視界の端の黒衣
二年生の春。
セオドリック・フォン・ランカスターは、学園の「顔」として、副会長の地位を盤石なものにしていた。
「セオドリック様、次の予算会議の資料ですが……」
「ああ、預かろう。君、少し疲れているね? 後の仕事は僕が引き受けるから、今日はもう休むといい」
聖者のような微笑みで後輩を労い、セオドリックはいつものように人の輪の中心にいた。
彼が歩けば、淀んでいた空気が清流のように澄み渡る。それが「ランカスターの太陽」に許された特権だった。
だが、その碧眼は、友人たちと談笑しながらも、常に「ノイズ」を探していた。
一年間追い続けた名前。レイモンド・アシュクロフト。
父の警告も、周囲の蔑みも、セオドリックにとっては最高級のスパイスでしかなかった。彼は既に、レイモンドが「いつ」「どこに」現れるかの統計を取り終えていたのだ。

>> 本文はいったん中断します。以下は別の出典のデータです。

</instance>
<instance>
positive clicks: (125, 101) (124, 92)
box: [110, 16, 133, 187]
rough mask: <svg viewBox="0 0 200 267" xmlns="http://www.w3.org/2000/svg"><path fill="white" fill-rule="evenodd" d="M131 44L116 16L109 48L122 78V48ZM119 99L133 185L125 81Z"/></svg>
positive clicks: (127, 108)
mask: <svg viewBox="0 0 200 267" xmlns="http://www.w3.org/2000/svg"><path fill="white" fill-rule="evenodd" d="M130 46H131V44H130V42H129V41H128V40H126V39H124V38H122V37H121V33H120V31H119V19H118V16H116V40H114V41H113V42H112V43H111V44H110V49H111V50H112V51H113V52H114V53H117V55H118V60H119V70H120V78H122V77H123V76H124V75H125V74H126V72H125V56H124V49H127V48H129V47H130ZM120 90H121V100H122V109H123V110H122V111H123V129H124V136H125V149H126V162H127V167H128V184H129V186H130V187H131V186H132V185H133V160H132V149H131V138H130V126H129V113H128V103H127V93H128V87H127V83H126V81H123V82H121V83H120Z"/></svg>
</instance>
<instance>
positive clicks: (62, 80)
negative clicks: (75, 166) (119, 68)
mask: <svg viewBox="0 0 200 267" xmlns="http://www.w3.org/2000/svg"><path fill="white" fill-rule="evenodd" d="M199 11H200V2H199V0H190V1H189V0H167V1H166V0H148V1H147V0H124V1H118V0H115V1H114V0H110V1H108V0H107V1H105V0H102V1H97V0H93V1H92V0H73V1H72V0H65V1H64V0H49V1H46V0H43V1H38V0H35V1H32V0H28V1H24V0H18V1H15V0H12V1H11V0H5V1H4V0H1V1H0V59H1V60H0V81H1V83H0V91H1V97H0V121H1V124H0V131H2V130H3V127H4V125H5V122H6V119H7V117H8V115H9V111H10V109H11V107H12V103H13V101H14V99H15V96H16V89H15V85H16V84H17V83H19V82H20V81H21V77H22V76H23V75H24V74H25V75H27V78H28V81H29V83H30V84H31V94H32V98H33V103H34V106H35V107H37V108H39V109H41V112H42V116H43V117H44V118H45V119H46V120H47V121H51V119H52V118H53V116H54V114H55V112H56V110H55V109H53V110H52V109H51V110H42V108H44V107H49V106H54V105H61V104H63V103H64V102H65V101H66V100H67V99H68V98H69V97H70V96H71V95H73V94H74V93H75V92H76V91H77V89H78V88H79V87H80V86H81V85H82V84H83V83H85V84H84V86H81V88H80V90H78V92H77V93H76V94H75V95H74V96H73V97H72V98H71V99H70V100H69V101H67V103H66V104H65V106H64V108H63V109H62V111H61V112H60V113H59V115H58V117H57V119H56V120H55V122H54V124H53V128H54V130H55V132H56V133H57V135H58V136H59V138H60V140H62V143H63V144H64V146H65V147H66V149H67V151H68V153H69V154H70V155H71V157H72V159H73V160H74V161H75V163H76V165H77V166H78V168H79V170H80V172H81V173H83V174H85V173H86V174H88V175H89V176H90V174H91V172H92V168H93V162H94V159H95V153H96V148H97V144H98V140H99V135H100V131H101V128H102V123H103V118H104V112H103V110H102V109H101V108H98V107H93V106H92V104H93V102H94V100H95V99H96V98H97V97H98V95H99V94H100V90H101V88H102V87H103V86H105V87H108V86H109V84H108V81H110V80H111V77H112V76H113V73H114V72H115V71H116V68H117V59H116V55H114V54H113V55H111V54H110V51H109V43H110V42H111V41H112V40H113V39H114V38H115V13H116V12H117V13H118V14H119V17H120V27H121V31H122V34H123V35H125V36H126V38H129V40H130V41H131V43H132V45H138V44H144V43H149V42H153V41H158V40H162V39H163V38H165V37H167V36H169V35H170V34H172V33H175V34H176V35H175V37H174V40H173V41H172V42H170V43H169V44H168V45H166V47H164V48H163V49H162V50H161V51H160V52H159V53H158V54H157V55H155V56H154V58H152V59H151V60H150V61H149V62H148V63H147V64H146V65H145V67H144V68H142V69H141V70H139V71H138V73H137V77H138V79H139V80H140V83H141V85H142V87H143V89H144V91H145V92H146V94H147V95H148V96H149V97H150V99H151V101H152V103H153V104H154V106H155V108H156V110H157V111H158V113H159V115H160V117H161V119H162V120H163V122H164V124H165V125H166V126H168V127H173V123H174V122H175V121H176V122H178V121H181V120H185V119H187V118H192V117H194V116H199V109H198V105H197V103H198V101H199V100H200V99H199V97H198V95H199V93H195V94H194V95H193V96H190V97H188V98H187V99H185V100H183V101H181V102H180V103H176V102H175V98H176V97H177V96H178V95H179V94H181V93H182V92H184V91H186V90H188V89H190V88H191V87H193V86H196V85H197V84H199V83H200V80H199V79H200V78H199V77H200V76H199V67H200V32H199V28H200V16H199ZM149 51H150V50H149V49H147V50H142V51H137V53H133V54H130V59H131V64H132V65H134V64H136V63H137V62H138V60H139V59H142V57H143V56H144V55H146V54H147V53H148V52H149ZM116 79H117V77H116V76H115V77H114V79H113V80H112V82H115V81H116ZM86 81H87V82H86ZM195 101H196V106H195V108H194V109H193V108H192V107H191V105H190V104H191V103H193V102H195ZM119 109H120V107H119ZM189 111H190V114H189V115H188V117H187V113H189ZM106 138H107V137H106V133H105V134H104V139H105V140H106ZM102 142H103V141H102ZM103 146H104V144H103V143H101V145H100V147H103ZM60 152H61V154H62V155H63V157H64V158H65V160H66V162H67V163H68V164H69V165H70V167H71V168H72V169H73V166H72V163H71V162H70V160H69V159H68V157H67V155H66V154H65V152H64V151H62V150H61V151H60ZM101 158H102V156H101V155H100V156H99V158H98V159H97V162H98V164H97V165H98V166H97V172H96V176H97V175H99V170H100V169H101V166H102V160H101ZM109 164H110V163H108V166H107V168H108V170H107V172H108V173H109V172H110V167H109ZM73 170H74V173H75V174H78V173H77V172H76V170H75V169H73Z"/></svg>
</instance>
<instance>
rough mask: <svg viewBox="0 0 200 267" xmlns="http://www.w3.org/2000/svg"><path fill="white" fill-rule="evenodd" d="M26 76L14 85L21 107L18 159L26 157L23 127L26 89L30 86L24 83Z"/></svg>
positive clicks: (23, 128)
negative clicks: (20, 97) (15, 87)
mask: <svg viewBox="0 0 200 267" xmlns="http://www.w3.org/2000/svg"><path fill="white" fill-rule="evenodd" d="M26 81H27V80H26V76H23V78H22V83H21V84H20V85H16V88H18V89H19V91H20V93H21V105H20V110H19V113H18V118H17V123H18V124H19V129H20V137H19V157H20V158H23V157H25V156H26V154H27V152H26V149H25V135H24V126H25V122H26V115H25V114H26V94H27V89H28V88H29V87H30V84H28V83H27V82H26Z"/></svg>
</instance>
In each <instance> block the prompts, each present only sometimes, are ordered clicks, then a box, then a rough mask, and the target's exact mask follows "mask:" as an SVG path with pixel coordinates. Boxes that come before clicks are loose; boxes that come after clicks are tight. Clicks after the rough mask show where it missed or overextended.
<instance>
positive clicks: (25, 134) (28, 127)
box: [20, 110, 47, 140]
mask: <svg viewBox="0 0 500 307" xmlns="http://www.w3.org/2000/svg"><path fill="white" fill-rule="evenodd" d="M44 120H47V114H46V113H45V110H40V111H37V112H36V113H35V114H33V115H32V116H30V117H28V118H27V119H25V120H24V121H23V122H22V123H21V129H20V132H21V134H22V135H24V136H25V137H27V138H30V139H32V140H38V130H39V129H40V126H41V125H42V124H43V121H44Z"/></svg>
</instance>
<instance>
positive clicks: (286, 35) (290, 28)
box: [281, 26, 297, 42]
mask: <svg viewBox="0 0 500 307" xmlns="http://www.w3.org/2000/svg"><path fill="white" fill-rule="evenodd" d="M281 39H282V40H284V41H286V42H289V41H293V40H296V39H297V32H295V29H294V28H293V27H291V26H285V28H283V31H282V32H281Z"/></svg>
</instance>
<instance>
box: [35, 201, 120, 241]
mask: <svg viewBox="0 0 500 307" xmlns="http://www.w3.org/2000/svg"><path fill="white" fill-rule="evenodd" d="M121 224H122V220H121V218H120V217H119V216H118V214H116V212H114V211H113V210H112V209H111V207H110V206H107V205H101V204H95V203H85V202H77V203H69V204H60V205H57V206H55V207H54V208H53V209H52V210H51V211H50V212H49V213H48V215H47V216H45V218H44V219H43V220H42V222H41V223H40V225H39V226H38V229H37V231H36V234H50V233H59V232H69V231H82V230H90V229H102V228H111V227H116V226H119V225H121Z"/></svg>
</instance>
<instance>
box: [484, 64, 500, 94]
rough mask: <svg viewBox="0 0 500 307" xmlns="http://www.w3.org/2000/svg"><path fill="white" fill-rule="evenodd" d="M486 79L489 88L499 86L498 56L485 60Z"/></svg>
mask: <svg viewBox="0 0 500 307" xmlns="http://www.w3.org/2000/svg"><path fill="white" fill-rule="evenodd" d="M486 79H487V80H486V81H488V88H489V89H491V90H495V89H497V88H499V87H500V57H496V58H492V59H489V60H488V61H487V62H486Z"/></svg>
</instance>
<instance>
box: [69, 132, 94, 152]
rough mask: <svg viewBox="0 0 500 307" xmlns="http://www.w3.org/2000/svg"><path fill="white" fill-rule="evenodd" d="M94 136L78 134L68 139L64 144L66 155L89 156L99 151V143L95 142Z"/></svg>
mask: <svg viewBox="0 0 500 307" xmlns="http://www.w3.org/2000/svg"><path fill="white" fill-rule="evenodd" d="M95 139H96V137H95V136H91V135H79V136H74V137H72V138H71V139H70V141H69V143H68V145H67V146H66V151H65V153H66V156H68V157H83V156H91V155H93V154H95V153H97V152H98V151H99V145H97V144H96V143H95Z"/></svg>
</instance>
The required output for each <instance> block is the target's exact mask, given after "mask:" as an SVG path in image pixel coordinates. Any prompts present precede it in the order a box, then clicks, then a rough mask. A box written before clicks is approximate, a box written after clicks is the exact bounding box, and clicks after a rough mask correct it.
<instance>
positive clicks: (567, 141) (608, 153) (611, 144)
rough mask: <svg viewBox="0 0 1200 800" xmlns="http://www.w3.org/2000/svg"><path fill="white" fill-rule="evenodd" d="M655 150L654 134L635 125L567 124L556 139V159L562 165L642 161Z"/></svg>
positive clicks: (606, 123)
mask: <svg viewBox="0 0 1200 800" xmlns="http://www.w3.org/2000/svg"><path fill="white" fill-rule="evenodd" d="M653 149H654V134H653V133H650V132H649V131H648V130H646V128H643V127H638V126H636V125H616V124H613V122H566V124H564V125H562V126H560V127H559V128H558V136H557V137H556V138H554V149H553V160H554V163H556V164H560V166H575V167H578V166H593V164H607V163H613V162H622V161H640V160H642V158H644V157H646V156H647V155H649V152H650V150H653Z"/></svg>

(火曜日の放課後、人通りの途絶えた第三図書室。木曜日の深夜、警備魔法の巡回が入れ替わる瞬間の旧演習場。……君はいつも、計算された隙間にだけ存在しているね)
ある日の放課後。
セオドリックは、自分を追おうとする取り巻きたちを「一人で考えたいことがあるんだ」と優雅に制し、初めて自らの光を抑制して、北校舎の裏手へと向かった。
そこは、華やかな本校舎とは対照的な、石造りの冷たい影が支配する場所だ。
古びた資搬入口の階段に、彼はいた。
黒い制服の袖を捲り、細く繊細な指先で複雑な魔導基板を弄ぶ背中。
陽光を拒絶するように深く被った前髪。
周囲の喧騒など一切届かない場所に一人で座っている、孤高の影。
「――レイモンド・アシュクロフト。……やっと、見つけたよ」
セオドリックが声をかけた瞬間、その背中が、まるで電流が走ったかのように硬直した。
ゆっくりと振り返った少年――レイモンドは、セオドリックの眩しすぎる姿を視界に入れた瞬間、その瞳に嫌悪を剥き出しにした。
「……ランカスターか。何の用だ」
その声は、セオドリックが想像していたよりもずっと低く、そして冷たかった。
「用があるわけじゃないんだ。ただ、君と友達になりたくて」
「……友達、だと?」
驚くべきことに、レイモンドはセオドリックの「太陽の微笑み」を浴びてもなお、一歩も引かなかった。どころか、毒を吐くように言葉を重ねる。
「断る。お前のような、光の中で称賛を浴びていれば満足な人間に、俺の時間は一秒たりとも割きたくない。……消えろ」
周囲の誰もが自分に傅き、愛を乞う中で、これほど鮮やかで、これほど純粋な拒絶をぶつけられたのは、人生で初めてだった。
セオドリックの胸の奥で、何かがパチンと弾けた。
それは怒りではない。……歓喜だ。
(ああ、期待以上だ。君は、僕という太陽を鏡のように反射するだけの有象無象とは違う。君は、僕の光を飲み込み、否定し、そしてなお、独自の理論で自分という個を確立している……!)
「酷い言い草だね。僕はただ、君という類まれな知性に、相応しい場所を提供したいだけなのに」
「場所? ……吐き気がするな。没落した家名を、お前の『慈悲』という名のお遊びで汚すつもりか」
レイモンドは道具を乱暴に鞄に詰めると、セオドリックの肩をわざと強くぶつけるようにして、その場を立ち去った。
残されたセオドリックは、ぶつかった肩に手を置き、去りゆく影を凝視していた。
彼の目には、もはや周囲の美しい薔薇も、自分を呼びに駆けつけてきた友人の姿も映っていない。
ただ、自分を拒絶した黒い背中だけが、網膜に焼き付いている。
「ふふ……あははは!」
セオドリックは、一人で声を上げて笑った。
初めてだ。自分の思い通りにならない変数を見つけたのは。
(いいよ、レイモンド。君が僕を拒めば拒むほど、僕は君を救わなければならないという義務に駆られる。……君が僕の隣で、その毒を吐き続ける未来。……それを実現させるためなら、僕は『王』にだってなってみせるよ)
この日、セオドリック・フォン・ランカスターは決意した。
次期生徒会長の椅子は、学園を導くためのものではない。
「レイモンド・アシュクロフトという獲物」を、合法的に、永劫に、自らの隣に縛り付けるための檻として、手に入れるのだと。